La part de résidences secondaires est un bon révélateur de l'attractivité touristique d'une commune. Là où elle est très élevée, la population grimpe l'été et se réduit l'hiver, ce qui change profondément la vie locale (commerces saisonniers, marché du logement tendu pour les résidents permanents).

Communes (≥ 500 logements) où la part est la plus forte

CommuneRésidences secondaires
Germ97,2 %
Puy-Saint-Vincent94,7 %
Villarembert94,0 %
Uvernet-Fours93,7 %
Eaux-Bonnes93,0 %
Chamrousse92,9 %
Auris92,3 %
Les Angles92,0 %
Vars91,9 %
Allos91,8 %

Source : INSEE, Recensement de la population (logement) (millésime 2022).

Ce que ça implique si vous voulez y habiter à l'année

  • Un marché immobilier souvent cher et concurrentiel.
  • Des services parfois calibrés pour la haute saison.
  • Une vie de village plus calme hors vacances.

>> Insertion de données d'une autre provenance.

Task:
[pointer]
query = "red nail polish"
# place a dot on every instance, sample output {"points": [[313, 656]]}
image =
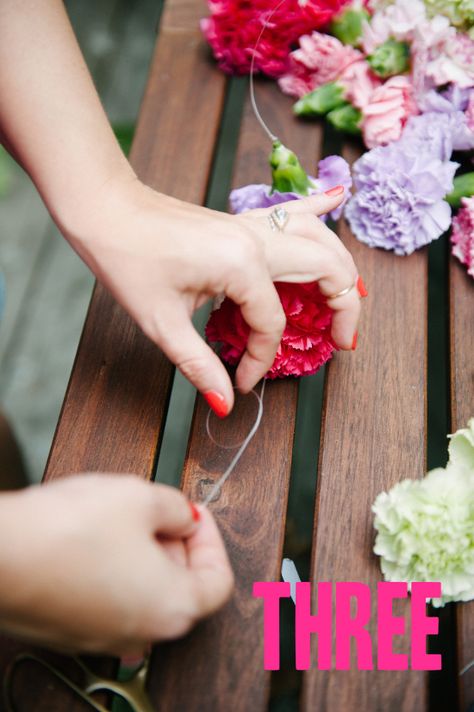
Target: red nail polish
{"points": [[195, 512], [332, 192], [361, 287], [217, 402]]}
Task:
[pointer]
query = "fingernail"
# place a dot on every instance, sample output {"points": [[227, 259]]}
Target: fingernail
{"points": [[216, 401], [361, 287], [332, 192], [195, 512]]}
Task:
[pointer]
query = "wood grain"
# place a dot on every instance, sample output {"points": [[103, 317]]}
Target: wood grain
{"points": [[221, 662], [113, 413], [373, 435], [462, 408]]}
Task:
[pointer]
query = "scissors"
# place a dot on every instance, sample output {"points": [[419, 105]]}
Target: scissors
{"points": [[132, 690]]}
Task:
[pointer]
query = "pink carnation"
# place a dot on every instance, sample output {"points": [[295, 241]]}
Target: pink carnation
{"points": [[234, 26], [387, 112], [359, 82], [319, 59], [306, 342], [462, 235]]}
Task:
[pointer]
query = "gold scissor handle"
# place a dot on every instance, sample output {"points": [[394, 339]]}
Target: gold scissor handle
{"points": [[133, 690]]}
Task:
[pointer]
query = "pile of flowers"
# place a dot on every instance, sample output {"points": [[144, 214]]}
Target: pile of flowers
{"points": [[306, 343], [398, 74], [426, 527]]}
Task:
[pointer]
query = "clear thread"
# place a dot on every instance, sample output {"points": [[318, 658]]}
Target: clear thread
{"points": [[256, 111], [243, 446]]}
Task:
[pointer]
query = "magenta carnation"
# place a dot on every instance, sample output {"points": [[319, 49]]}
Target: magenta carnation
{"points": [[306, 342], [234, 26], [462, 236]]}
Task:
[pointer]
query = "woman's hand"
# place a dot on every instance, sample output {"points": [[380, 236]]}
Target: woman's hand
{"points": [[162, 259], [104, 563]]}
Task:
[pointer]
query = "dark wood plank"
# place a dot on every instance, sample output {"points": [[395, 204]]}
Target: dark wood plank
{"points": [[373, 434], [120, 382], [113, 414], [462, 400], [222, 661]]}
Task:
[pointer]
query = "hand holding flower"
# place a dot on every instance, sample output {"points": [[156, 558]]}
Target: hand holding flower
{"points": [[162, 259]]}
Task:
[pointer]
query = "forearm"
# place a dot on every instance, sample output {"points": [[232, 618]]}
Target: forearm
{"points": [[50, 114]]}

Le seuil de 500 logements écarte les très petites communes, où quelques résidences suffisent à atteindre des pourcentages extrêmes.

Un phénomène très concentré

À l'échelle nationale, les résidences secondaires représentent environ 10 % du parc de logements. Cette moyenne est trompeuse : le phénomène se concentre sur le littoral, la montagne et quelques campagnes prisées. Parmi les communes d'au moins 500 logements, 470 comptent plus d'une résidence secondaire sur deux. Dans ces territoires, la population présente peut largement plus que doubler en pleine saison.

Ce que cela change pour s'y installer à l'année

Une forte proportion de résidences secondaires exerce une double pression sur les habitants permanents : les prix grimpent, portés par une demande extérieure souvent plus solvable, et l'offre de location à l'année se raréfie au profit de la location saisonnière. Les services (commerces, médecins, écoles) sont parfois calibrés pour l'été et tournent au ralenti l'hiver. À l'inverse, ces communes offrent des équipements de loisirs et une animation estivale que leur taille ne laisserait pas attendre. À peser selon que l'on cherche une résidence principale ou un pied-à-terre.